Condor is an workload management system for compute-intensive tasks. It is used in production environments for more than 15 years, so it is considered a stable and mature project.
Useful commands: http://vivaldi.ll.iac.es/sieinvens/siepedia/pmwiki.php?n=HOWTOs.CondorUsefulCommands
Job submission examples: http://vivaldi.ll.iac.es/sieinvens/siepedia/pmwiki.php?n=HOWTOs.CondorSubmitFile
How to recipes: https://htcondor-wiki.cs.wisc.edu/index.cgi/wiki?p=HowToAdminRecipes
This section details the Condor setup on our cluster.
We have four nodes with 6 real cores (12 HT threads).
All threads are available for condor, meaning we have 48 Condor slots,
named slot
To use condor, you must be connected to the head node (zarco). Compute nodes are just workers.
Each user has a 48GB memory limit on each machine; each slot has a 5GB memory limit.
You must take these limits into account, so that your jobs don’t get killed as you reach the limit.
$ vi sim.submit
Universe = vanilla
Executable = sim
Output = sim.out
Log = sim.log
Error = sim.err
GetEnv = True
Queue
Do not forget “GetEnv” to load your environment!
$ condor_submit sim.submit
$ condor_q
The real benefit of Condor comes from managing 1000s of jobs.
$ vi sim.submit
Executable = sim
getenv = True
Input = sim.$(PROCESS)
Output = sim.$(PROCESS)
Log = sim.log
Error = sim.err
Queue 1000
Executable = sim
getenv = True
Arguments = $(PROCESS)`
Output = sim.$(PROCESS)
Log = sim.log
Error = sim.err
Queue 1000
Will execute 1000 processes with the process id as a parameter: sim 0, sim 1, sim 2, … , sim 999
If you need to change multiple arguments, you can set the shared parameters at the beginning and change the required parameters
Executable = sim
getenv = True
Output = sim.$(PROCESS)
Log = sim.log
Error = sim.err
Arguments = a
Output = a.out
Queue
Arguments = b
Output = b.out
Queue`
Arguments = c
Output = c.out
Queue
Will execute 3 processes with the selected parameters: sim a, sim b, sim c and will output to a.out, b.out, c.out respectively.
If you have many parameter combinations, we suggest you generate this condor file with a script.
getenv = True
This parameter shares the local environmental variables with the remote environment. This is useful if you want to share global library paths.
initialdir = <path>
Sets the base execution path of the execution. Useful to reference files with relative paths.
Requirements = (Machine == "compute-0-1.local")
Restricts the job to run on machines that satisfy the requirement.
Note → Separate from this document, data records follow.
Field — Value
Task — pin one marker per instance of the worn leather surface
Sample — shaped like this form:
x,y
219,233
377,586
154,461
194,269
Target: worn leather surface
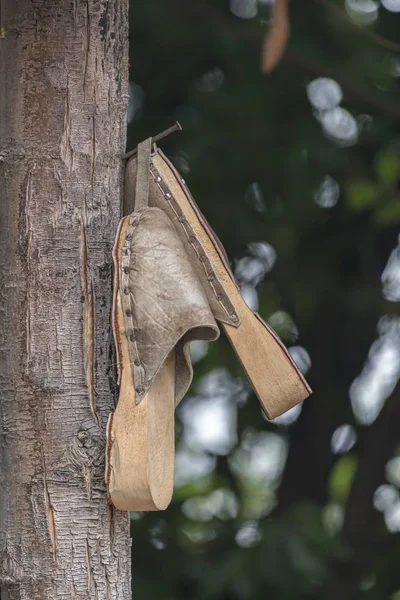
x,y
163,300
222,311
On this example, the jobs will only be deployed to compute-0-1.
Here you can find information regarding managing GPUs in Condor.
When launching a job, if you need a GPU, you can specify that in your condor submit file with:
request_GPUs = 1
To check the status of Condor slots and check how many GPUs are in available/in use, you can use condor_status
:
$ condor_status -af Machine Gpus RemoteUser State
You can adapt the following example of a .submit file, to use your Python environment.
Edit a .submit file:
$ vi example.submit
It should look like this:
Universe = vanilla
Executable = /home/myusername/.conda/envs/myenv/bin/python
Arguments = your_script.py
getenv = True
Transfer_executable = False
Initialdir = /home/myusername/ # Point to the base folder of your code (i.e. the your_script.py file)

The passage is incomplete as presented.